A história de preconceito e desigualdade de géneros nas orquestras não é, então, nada de novo. A Filarmónica de Viena, mais uma orquestra de prestígio quase inigualável, foi fundada em 1842, e foi desde sempre embaraçada pela história, tradição e o processo complicado de recrutamento. Apenas 19 dos 145 músicos permanentes desta orquestra são mulheres. Até 1997 nem foi permitido uma mulher concorrer para um lugar nesta orquestra. A primeira mulher com uma posição permanente, uma violetista, entrou em 2003, e criou a sensação no país aparecendo sem anúncio prévio num concerto de Ano Novo. Havia já uma harpista, mas essa esteve a tocar na orquestra durante uns 25 anos antes do nome dela aparecer pela primeira vez, em 1997, numa folha de sala e mesmo nas transmissões televisivas e gravações, havia a instrução de mostrar apenas as suas mãos.

O procedimento concursal nesta orquestra pode conter até 5 passos, com um período de prova de 2 ou 3 anos. Ainda em 2019, uma flautista italiana foi notificada, depois de ter passado um ano e meio dos dois anos previstos da prova, que não ia ser contratada, tendo perdido a votação entre os membros da orquestra, pelo que parece, por um voto. Ainda em 2003, um famoso músico clássico da Áustria opinou que “três mulheres na orquestra já são demais. Quando chegarmos aos 20 por cento, a orquestra será arruinada”. Não devem, então ter medo – ainda estão longe de atingir esta percentagem!

Primeiras mulheres entraram em orquestras principais apenas em 1913 – foi o caso das seis violinistas em Londres. Dezassete anos mais tarde, a primeira mulher entrou numa orquestra americana – uma harpista na Orquestra de Filadélfia, dirigida por Stokowski.

Não quer dizer que não havia mulheres nas orquestras antes, mas isso foram orquestras puramente femininas, tendo sido a primeira fundada em Berlim, em 1898, por Mary Wurm, uma aluna da grande pianista e compositor Clara Schumann, esposa de Robert.

Ainda em 1970, mulheres perfaziam apenas 5 por cento dos músicos orquestrais nos EUA. Hoje em dia, esse número já se aproxima à metade (na Europa a situação é bem pior).
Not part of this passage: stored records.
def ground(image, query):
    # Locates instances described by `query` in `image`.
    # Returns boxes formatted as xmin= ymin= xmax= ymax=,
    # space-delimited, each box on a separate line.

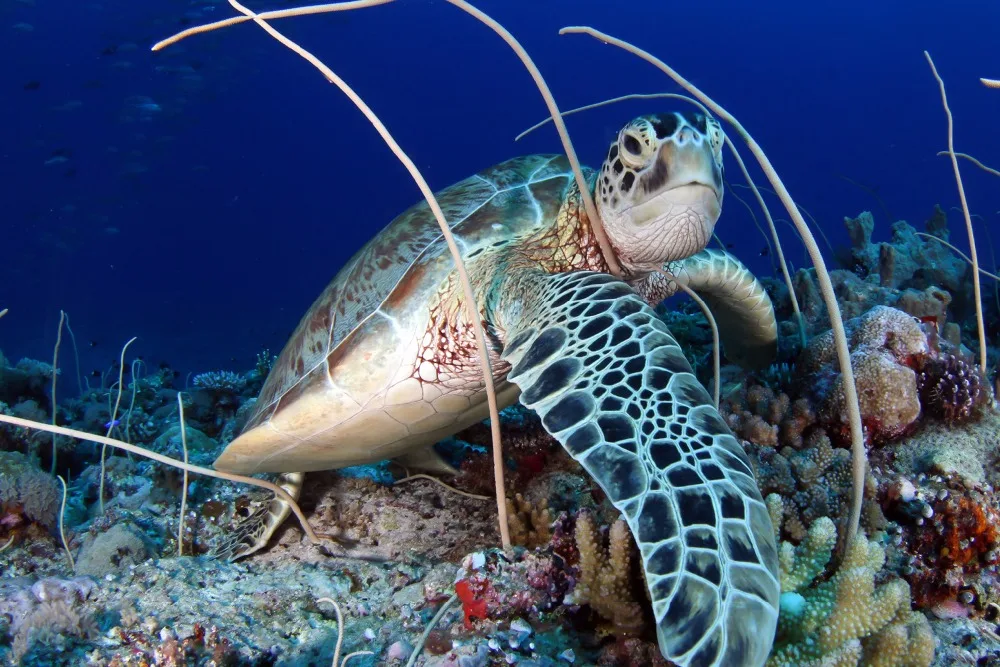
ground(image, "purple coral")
xmin=916 ymin=353 xmax=989 ymax=425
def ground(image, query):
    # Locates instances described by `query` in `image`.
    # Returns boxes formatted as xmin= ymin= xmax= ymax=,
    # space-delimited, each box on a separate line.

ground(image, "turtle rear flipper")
xmin=213 ymin=472 xmax=305 ymax=561
xmin=498 ymin=271 xmax=779 ymax=667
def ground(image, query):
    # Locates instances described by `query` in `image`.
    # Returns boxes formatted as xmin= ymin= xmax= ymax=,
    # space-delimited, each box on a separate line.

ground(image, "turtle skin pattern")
xmin=500 ymin=270 xmax=780 ymax=667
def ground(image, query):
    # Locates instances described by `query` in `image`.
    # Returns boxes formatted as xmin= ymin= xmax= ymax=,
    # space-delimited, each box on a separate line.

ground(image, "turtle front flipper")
xmin=213 ymin=472 xmax=305 ymax=561
xmin=497 ymin=270 xmax=779 ymax=667
xmin=646 ymin=248 xmax=778 ymax=370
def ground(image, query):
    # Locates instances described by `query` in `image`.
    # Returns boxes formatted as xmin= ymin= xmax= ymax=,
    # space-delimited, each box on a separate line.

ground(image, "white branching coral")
xmin=767 ymin=506 xmax=935 ymax=667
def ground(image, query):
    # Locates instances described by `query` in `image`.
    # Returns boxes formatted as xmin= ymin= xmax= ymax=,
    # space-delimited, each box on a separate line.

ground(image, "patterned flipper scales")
xmin=498 ymin=271 xmax=780 ymax=666
xmin=213 ymin=472 xmax=304 ymax=561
No entanto, mais de metade delas são violinistas, mas apenas 3 por cento tocam instrumentos “metais” – trompete ou trombone.

O padrão é muito semelhante no que diz respeito à presença das mulheres compositoras e mulheres maestrinas nos programas e palcos mundiais.

Sexismo, misoginia, preconceito, atitudes tradicionalistas – tudo isso continua a assombrar a arte cuja riqueza, eloquência e transcendência emocional não distinguem entre géneros, idades, profissões ou políticas. O “teto de vidro” está a estalar mas está longe de se partir. Até tive o problema de escrever “a concertina” no início, em feminino, para alguém não gozar com o pequeno acordeão!